Effects of Communication Protocol Stack Offload on Parallel Performance in Clusters
Protopopov, Boris Vladimirovich.
CommitteeReese, Donna S.
Bridges, Susan M.
The primary research objective of this dissertation is to demonstrate that the effects of communication protocol stack offload (CPSO) on application execution time can be attributed to the following two complementary sources. First, the application-specific computation may be executed concurrently with the asynchronous communication performed by the communication protocol stack offload engine. Second, the protocol stack processing can be accelerated or decelerated by the offload engine. These two types of performance effects can be quantified with the use of the degree of overlapping Do and degree of acceleration Daccs. The composite communication speedup metrics S_comm(Do, Daccs) can be used in order to quantify the combined effects of the protocol stack offload. This dissertation thesis is validated empirically. The degree of overlapping Do, the degree of acceleration Daccs, and the communication speedup Scomm characteristic of the system configurations under test are derived in the course of experiments performed for the system configurations of interest. It is shown that the proposed metrics adequately describe the effects of the protocol stack offload on the application execution time. Additionally, a set of analytical models of the networking subsystem of a PC-based cluster node is developed. As a result of the modeling, the metrics Do, Daccs, and Scomm are obtained.

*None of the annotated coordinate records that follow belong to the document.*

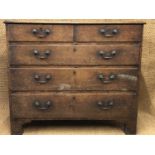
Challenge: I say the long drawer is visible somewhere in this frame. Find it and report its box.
[11,92,136,120]
[9,44,140,66]
[10,67,138,91]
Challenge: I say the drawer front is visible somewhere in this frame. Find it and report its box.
[76,25,142,42]
[11,92,136,119]
[7,24,73,42]
[10,67,137,91]
[9,44,140,65]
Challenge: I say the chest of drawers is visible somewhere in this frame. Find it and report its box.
[5,22,143,134]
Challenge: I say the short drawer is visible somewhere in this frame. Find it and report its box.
[9,44,140,66]
[10,67,138,91]
[6,24,73,42]
[76,24,143,42]
[11,92,136,120]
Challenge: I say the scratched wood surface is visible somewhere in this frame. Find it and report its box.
[0,20,155,134]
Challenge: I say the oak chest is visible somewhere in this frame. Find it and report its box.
[5,22,143,134]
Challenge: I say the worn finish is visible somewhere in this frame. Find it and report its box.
[9,44,140,66]
[10,68,137,91]
[11,92,136,120]
[7,24,73,42]
[76,25,142,42]
[6,22,143,134]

The models are evaluated as to their complexity and precision by comparing the modeling results with the measured values of Do, Daccs, and Scomm. The primary contributions of this dissertation research are as follows. First, the metric Daccs and Scomm are introduced in order to complement the Do metric in its use for evaluation of the effects of optimizations in the networking subsystem on parallel performance in clusters. The metrics are shown to adequately describe CPSO performance effects. Second, a method for assessing performance effects of CPSO scenarios on application performance is developed and presented. Third, a set of analytical models of cluster node networking subsystems with CPSO capability is developed and characterised as to their complexity and precision of the prediction of the Do and Daccs metrics.